One nasty side effect of this is that traditional benchmarks that stress components one at a time, are the best case scenario for a turbo wielding chip. They show the absolutes of the chip correctly, just not what is real world achievable. Those theoretical numbers are so rarely achievable in real life that it is laughable. Benchmarks that stress a single function basically have become a test for turbo functionality, they no longer represent the components they purport to test.
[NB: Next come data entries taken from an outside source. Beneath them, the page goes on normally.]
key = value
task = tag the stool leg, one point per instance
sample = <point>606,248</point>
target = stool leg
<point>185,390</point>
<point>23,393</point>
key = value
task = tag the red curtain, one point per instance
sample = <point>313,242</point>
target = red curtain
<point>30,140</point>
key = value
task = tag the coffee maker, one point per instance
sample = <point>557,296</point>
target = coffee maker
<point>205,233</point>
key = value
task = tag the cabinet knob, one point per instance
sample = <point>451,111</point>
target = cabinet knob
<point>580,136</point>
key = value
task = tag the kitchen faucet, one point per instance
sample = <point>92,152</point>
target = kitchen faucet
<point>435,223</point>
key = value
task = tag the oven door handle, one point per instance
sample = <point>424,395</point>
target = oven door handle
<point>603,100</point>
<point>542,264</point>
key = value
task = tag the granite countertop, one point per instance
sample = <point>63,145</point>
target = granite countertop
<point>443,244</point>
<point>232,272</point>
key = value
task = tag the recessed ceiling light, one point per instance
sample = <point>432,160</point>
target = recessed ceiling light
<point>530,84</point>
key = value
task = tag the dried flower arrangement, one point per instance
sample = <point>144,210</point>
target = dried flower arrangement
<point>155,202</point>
This is the long way of saying they are worthless on a turbo CPU.
Real world scenarios, multitasking benchmarks, and the like are all being thrown out there to try and address this problem. They fail badly. Some, like BAPCO’s SYSMark, are so thoroughly gamed that they have become nonsensical, and others try futilely to define average. Most however are just plain dumb, and that is the state of benchmarking a modern turbo enabled chip, dumb. SemiAccurate’s position on the subject is, well, complex, but some call that dumb too, it isn’t simple enough for the masses.
In the end, what do we have? We have an AMD chip that, on paper, appears to better Intel where it matters most to the user. If you think Trinity is underwhelming on paper, look at comparable numbers. AMD looks to use energy more efficiently than Intel, but until we get an Ivy Bridge at 35W in the lab, we can’t say for sure. Several tests like Tech Report’s, seem to show AMD leads Intel quite handily in battery life for real world usages. Those same tests also show AMD crushes a 45W Intel Ivy Bridge in GPU, and is crushed by the same chip in CPU tests. That means what CPU you chose is more a question of your workload, do you run HPC tests or a web browser? Movies and games or multi-hour statistical analyses more often?
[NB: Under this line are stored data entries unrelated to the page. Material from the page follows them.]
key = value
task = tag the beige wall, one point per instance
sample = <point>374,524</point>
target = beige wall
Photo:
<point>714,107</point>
Would a 35W Intel CPU change the results? Yes. Would AMD take the lead in CPU against that part? Not a chance. Would those 20W make a difference in GPU tests? Undoubtedly, Ivy would go from borderline working graphics to a lot slower, when the drivers actually worked. Who would have expected this state of affairs before Ivy launched last month?
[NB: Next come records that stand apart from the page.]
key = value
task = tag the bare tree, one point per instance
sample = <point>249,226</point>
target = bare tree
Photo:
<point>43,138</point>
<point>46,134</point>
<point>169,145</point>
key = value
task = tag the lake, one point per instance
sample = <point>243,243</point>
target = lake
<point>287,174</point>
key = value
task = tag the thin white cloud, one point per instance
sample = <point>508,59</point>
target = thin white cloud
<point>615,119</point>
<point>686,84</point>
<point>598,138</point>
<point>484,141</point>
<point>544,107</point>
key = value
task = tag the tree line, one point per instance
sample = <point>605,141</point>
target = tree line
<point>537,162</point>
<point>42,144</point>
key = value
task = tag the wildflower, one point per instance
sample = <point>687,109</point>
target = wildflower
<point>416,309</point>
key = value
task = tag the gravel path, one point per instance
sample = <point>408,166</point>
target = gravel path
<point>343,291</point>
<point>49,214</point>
And all of this summarized says one important thing, AMD has a very credible chip on their hands with Trinity, and Intel should be very worried. What looks to be a minor gain in top line performance is a massive leap forward in performance per watt, and that is what matters to the mobile user. AMD can now get in to the thin and light notebook category, and appears to have a better ‘Ultrabook’ CPU than Intel does, but we will have to wait for 17W parts in the wild to say for sure. AMD will be vastly cheaper too, and have working graphics, can Intel address either one? Did performance per watt increases, not top line performance, give AMD a win this round?S|A
Update: Had a 55W Intel CPU mis-identified as 45W, and therefore a 10W delta in some places when it should have been 20W. Fixed.